Examples of Forms of Support


Ms. X in Fukuoka can assist: "As an insurance agent, this made me anxious. After all, people are worried because the insurance papers for their boats and/or homes were washed away. The least I can do is send out information to help them."

A village in Shizuoka: I live in a town in Shizuoka. We're discussing forming a relationship with a town in the Sanriku region and supporting them. Our community decided to help because of the Team Sake blog.

Mother's Club in Tokyo: We've always eaten wakame kelp from the Sanriku area. While us mothers were chatting together, we decided to send relief supplies to those in need, accompanied by letters from the children.

A statement we need to repeat

The affected area is too big. Even simply the length of the coastline as the crow flies is longer than the distance from Tokyo to Osaka (about 500km), and there are a number of peninsulas.
The victims and their circumstances are extremely varied, so what's required is completely different depending on the time, place and person. Our reports are place-specific, so do not always apply to other affected areas. Something that was necessary somewhere a week earlier may no longer be needed now. Please take this into account.
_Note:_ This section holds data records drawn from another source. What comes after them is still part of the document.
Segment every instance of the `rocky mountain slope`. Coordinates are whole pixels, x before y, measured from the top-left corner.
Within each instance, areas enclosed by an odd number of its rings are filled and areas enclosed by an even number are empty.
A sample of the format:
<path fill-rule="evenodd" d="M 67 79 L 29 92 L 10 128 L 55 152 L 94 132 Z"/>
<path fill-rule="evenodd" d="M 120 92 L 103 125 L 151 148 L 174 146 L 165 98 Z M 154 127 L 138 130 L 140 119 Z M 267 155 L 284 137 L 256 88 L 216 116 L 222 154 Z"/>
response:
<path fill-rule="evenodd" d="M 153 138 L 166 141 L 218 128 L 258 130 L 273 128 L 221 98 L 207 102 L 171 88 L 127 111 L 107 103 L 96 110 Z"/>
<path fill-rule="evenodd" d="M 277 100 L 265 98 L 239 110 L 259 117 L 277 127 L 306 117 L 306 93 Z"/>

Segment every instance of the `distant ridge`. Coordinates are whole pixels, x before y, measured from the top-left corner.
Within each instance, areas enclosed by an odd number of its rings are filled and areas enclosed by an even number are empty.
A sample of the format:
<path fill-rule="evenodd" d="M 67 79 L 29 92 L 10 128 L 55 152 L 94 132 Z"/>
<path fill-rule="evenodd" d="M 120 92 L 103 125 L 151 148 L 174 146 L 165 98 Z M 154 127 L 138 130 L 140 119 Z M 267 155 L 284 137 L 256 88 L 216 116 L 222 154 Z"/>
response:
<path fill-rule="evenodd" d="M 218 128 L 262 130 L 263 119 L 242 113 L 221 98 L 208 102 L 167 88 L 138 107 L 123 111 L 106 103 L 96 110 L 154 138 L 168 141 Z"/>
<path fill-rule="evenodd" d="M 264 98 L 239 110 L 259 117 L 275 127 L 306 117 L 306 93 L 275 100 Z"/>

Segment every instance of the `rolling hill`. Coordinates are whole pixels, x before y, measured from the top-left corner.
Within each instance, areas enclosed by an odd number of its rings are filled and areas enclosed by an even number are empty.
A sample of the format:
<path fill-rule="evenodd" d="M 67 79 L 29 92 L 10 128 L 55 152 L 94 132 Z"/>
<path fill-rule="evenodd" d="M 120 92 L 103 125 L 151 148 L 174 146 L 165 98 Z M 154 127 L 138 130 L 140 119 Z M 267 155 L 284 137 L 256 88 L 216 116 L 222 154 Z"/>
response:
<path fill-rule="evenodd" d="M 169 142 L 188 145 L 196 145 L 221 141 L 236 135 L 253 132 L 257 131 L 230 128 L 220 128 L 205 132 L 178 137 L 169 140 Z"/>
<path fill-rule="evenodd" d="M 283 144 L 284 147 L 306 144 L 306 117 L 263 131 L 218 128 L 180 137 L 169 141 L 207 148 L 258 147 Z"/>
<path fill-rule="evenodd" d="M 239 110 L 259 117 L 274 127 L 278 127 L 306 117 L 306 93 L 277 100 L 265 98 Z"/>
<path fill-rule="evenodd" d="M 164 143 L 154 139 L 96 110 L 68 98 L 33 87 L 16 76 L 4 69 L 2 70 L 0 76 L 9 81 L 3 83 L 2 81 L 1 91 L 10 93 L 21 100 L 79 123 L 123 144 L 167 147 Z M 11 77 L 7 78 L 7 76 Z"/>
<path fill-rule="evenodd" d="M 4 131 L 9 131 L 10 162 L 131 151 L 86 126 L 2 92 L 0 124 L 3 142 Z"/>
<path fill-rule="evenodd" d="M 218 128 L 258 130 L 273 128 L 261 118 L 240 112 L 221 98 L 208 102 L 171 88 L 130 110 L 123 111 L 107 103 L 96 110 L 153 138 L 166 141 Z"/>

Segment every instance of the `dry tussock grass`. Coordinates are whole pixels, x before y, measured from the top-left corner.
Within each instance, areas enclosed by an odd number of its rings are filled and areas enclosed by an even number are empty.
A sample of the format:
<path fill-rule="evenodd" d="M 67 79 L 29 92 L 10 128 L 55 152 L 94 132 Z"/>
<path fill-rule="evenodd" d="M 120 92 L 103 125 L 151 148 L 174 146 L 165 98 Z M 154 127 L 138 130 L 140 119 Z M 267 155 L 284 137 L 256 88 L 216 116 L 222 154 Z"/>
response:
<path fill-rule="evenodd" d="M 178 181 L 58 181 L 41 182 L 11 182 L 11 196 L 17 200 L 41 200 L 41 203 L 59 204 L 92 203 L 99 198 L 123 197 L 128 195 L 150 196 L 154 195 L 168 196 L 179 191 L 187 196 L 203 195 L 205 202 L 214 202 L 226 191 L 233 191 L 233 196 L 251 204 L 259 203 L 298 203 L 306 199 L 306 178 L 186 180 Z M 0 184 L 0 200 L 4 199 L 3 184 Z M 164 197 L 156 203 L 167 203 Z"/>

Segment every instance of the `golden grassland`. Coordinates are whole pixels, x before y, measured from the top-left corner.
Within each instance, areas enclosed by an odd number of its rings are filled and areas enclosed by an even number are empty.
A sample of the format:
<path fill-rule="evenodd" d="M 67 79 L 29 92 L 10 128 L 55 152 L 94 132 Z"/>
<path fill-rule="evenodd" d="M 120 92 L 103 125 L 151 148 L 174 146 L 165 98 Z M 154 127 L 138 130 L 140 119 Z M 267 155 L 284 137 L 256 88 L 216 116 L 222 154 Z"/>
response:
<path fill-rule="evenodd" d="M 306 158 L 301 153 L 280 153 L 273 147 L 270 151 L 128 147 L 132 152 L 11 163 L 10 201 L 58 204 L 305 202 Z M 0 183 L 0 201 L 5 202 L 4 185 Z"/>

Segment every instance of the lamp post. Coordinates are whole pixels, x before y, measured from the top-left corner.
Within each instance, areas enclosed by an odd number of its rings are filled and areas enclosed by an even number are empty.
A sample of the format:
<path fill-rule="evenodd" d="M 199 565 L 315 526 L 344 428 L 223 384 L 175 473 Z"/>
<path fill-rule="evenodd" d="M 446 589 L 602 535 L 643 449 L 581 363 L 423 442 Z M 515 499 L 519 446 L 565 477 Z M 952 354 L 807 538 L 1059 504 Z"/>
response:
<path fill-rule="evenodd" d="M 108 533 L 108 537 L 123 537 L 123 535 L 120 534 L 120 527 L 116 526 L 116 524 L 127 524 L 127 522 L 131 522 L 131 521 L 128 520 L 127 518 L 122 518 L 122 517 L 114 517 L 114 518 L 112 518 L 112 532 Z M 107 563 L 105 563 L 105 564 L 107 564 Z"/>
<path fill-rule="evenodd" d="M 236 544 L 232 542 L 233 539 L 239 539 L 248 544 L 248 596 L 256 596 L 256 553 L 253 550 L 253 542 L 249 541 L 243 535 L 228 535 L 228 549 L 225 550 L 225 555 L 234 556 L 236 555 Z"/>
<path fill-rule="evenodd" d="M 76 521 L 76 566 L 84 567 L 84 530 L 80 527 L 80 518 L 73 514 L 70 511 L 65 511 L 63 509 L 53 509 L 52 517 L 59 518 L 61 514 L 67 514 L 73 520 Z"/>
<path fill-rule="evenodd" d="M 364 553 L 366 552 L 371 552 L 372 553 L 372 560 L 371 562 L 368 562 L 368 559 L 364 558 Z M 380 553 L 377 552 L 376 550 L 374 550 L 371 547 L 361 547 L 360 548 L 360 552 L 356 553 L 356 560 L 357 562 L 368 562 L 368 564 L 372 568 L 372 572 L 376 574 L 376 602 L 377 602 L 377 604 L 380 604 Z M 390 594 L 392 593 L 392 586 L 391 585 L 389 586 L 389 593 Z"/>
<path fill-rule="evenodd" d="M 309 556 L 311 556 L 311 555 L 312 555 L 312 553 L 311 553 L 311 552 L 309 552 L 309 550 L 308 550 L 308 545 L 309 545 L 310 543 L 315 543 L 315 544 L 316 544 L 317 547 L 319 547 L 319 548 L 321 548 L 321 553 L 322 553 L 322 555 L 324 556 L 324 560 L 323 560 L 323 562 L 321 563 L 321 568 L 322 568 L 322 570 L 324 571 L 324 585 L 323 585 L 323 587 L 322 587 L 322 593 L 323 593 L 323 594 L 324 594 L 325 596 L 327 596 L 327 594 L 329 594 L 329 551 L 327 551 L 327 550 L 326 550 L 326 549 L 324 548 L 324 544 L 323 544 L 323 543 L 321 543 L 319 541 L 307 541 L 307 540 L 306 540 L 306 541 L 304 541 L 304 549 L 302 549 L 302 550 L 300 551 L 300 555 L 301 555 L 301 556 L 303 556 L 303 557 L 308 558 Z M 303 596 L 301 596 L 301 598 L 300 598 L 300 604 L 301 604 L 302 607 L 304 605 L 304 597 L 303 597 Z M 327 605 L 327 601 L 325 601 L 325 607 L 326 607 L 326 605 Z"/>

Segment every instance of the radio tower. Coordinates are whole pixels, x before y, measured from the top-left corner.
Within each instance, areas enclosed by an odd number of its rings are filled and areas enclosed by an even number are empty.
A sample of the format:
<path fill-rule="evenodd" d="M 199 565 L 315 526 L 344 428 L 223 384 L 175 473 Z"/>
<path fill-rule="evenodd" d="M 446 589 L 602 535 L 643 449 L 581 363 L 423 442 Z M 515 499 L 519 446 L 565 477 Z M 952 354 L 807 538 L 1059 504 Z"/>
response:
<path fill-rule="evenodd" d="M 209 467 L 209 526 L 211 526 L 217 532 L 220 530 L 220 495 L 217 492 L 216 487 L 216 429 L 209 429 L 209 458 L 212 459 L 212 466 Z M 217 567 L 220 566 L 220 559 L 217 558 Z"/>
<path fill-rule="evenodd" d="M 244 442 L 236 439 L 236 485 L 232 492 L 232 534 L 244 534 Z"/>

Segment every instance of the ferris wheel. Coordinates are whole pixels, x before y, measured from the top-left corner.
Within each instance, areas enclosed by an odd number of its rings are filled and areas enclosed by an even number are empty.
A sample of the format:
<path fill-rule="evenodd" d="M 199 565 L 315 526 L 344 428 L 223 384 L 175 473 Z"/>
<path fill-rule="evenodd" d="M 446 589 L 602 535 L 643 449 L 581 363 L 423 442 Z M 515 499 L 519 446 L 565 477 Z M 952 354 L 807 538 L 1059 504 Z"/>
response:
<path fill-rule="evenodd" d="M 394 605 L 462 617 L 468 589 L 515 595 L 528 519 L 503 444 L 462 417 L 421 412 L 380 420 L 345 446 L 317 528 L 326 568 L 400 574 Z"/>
What we've come to learn through our activities

At first, when we connected with other private and public organizations, or when there was an existing organization that had similar ideas, we announced that we would operate under their auspices, but now we are encountering highly urgent circumstances, and we are placing priority on hearing from the people in the communities we have met, and acting quickly to help them directly.

As we operate in the cracks where large organizations are unable to help, we consider our work to be something that can't be formulated. We try to share as much as we can in the short time we have, then depart. Then ee return again, just like salmon, hence our name, Team Sake, which means "Salmon".

Without engaging in polite dialogue, we can't determine what is truly needed. Simply asking, "Is there anything you need?" fails to go deep enough. There are still innumerable small communities that we are concerned about, but rather than make too many brief stops, we decided to make more time for discussion. Spending time listening, and understanding, allows us to be effective in providing the care and assistance that is required.

Our relationships cannot be built on the idea of "the more you receive, the more you give." We strictly avoid being served tea by victims or staying in their homes. However, as our visits increase, we come to realise that caring for each other in a mutually beneficial way, and developing a relationship of gratitude, is all the more important in small communities.